A recent interview given by a former high-ranking official in Israeli military intelligence has claimed that Jeffrey Epstein’s sexual blackmail enterprise was an Israel intelligence operation run for the purpose of entrapping powerful individuals and politicians in the United States and abroad.
Ben-Menashe says that well after the introduction, though again he does not specify what year, Ghislaine Maxwell and Jeffrey Epstein began a sexual blackmail operation with the purpose of extorting U.S. political and public figures on behalf of Israeli military intelligence. He stated:
In this case what really happened, my take on it, in the later thing, is that these guys were seen as agents. They weren’t really competent to do very much. And so they found a niche for themselves — blackmailing American and other political figures.”
He then confirmed, when prompted, that they were blackmailing Americans on behalf of Israeli intelligence.
In response to his statement, Zev Shalev replied, “But, you know, for most people it’s hard for them to think of Israel as being … blackmailing their leaders in the United States, it’s a very …” at which point, Ben-Menashe interrupted and the following exchange took place:
Ari Ben-Menashe: You’re kidding? [laughs]…. It was quite their M.O. Sleeping around is not a crime, it may be embarrassing, but it’s not a crime, but sleeping with underage girls is a crime.
Shalev: It was a crime in 2000 as well, but they let him off that…
Ben-Menashe: And that it is [why] always so he [Epstein] made sure these girls were underage.
In addition, when Shalev asked Ben-Menashe about the relationship between Jeffrey Epstein and former Israeli Prime Minister Ehud Barak, Ben-Menashe stated “After a while, you know, what Mr. Epstein was doing was collecting intelligence on people in the United States. And so if you want to go to the U.S. if you’re a high-profile politician you want to know information about people.” Ben-Menashe subsequently stated that Barak was obtaining compromising information (i.e., blackmail) that Epstein had acquired on powerful people in the United States.

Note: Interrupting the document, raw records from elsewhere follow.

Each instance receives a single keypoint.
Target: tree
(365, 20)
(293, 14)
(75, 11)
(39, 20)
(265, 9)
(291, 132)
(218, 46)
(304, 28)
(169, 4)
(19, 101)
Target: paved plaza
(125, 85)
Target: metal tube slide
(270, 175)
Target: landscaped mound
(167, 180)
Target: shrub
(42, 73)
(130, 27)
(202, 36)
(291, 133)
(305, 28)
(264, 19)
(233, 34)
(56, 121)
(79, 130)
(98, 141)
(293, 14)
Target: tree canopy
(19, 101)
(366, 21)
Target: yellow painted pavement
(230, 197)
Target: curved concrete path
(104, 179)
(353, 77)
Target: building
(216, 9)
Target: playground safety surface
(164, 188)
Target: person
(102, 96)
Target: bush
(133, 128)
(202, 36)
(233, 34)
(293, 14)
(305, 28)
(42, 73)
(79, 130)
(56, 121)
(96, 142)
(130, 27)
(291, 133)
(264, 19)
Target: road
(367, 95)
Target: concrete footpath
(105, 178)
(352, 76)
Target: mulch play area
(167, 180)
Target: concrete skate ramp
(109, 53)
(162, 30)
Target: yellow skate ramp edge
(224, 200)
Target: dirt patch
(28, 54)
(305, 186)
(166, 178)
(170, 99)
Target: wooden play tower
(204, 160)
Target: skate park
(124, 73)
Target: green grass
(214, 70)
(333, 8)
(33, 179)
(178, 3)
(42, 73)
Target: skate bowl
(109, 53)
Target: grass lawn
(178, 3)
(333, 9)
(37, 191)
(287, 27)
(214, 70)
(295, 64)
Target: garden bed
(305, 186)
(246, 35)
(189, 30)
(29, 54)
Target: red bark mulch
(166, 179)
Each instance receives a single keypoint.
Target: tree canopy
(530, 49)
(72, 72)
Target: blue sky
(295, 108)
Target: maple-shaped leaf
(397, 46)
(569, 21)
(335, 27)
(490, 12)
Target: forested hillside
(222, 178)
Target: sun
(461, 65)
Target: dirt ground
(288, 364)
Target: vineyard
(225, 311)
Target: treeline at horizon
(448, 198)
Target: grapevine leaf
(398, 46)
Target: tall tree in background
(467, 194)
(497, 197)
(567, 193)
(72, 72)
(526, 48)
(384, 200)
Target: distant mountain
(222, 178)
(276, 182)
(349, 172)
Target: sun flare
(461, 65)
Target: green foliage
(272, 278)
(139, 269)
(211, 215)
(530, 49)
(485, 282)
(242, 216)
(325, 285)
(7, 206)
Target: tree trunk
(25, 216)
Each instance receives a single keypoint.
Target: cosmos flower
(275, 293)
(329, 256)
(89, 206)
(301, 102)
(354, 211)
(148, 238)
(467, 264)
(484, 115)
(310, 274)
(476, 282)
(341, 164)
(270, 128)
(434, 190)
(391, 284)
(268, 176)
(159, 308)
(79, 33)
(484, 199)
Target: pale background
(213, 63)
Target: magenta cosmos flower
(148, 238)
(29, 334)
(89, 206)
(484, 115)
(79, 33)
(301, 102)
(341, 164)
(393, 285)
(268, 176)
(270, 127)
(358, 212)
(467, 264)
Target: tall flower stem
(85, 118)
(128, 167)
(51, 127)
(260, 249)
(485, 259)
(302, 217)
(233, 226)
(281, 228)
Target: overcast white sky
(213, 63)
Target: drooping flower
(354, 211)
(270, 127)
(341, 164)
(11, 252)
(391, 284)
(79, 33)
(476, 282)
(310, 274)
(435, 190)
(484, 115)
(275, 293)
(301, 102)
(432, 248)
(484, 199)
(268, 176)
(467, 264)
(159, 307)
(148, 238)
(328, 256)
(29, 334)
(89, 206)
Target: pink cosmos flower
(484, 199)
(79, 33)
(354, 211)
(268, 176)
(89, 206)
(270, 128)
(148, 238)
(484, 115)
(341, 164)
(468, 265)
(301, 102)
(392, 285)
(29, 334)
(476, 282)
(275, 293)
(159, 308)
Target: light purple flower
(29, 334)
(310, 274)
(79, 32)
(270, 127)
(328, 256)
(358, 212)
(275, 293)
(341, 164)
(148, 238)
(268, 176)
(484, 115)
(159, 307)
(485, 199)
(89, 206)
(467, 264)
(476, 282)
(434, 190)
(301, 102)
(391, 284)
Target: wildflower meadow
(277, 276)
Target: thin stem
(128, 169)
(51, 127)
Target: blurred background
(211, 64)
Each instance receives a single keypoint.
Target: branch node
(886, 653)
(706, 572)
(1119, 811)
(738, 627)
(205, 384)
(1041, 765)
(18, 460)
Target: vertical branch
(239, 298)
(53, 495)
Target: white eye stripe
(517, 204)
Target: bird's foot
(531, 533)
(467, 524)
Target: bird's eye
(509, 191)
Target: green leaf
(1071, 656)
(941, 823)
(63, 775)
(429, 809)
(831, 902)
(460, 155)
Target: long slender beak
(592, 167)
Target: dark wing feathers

PROMIS, sex, and blackmail
If Robert Maxwell did recruit Epstein and bring him into the “family business” and the world of Israeli intelligence, as Ben-Menashe has claimed, it provides supporting evidence for information provided to MintPress by a former U.S. intelligence official, who chose to remain anonymous in light of the sensitivity of the claim.
This source, who has direct knowledge of the unauthorized use of PROMIS to support covert U.S. and Israeli intelligence projects, told MintPress that “some of the proceeds from the illicit sales of PROMIS were made available to Jeffrey Epstein for use in compromising targets of political blackmail.” As was noted in a Mintpress series on the Epstein scandal, much of Epstein’s funding also came from Ohio billionaire Leslie Wexner, who has documented ties to both organized crime and U.S. and Israeli intelligence.
After the PROMIS software was stolen from its rightful owner and developer, Inslaw Inc., through the collusion of both U.S. and Israeli officials, it was marketed mainly by two men: Earl Brian, a close aide to Ronald Reagan, later U.S. envoy to Iran and close friend of Israeli spymaster Rafi Eitan; and Robert Maxwell. Brian sold the bugged software through his company, Hadron Inc., while Maxwell sold it through an Israeli company he acquired called Degem. Before and following Maxwell’s acquisition of Degem, the company was a known front for Mossad operations and Mossad operatives in Latin America often posed as Degem employees.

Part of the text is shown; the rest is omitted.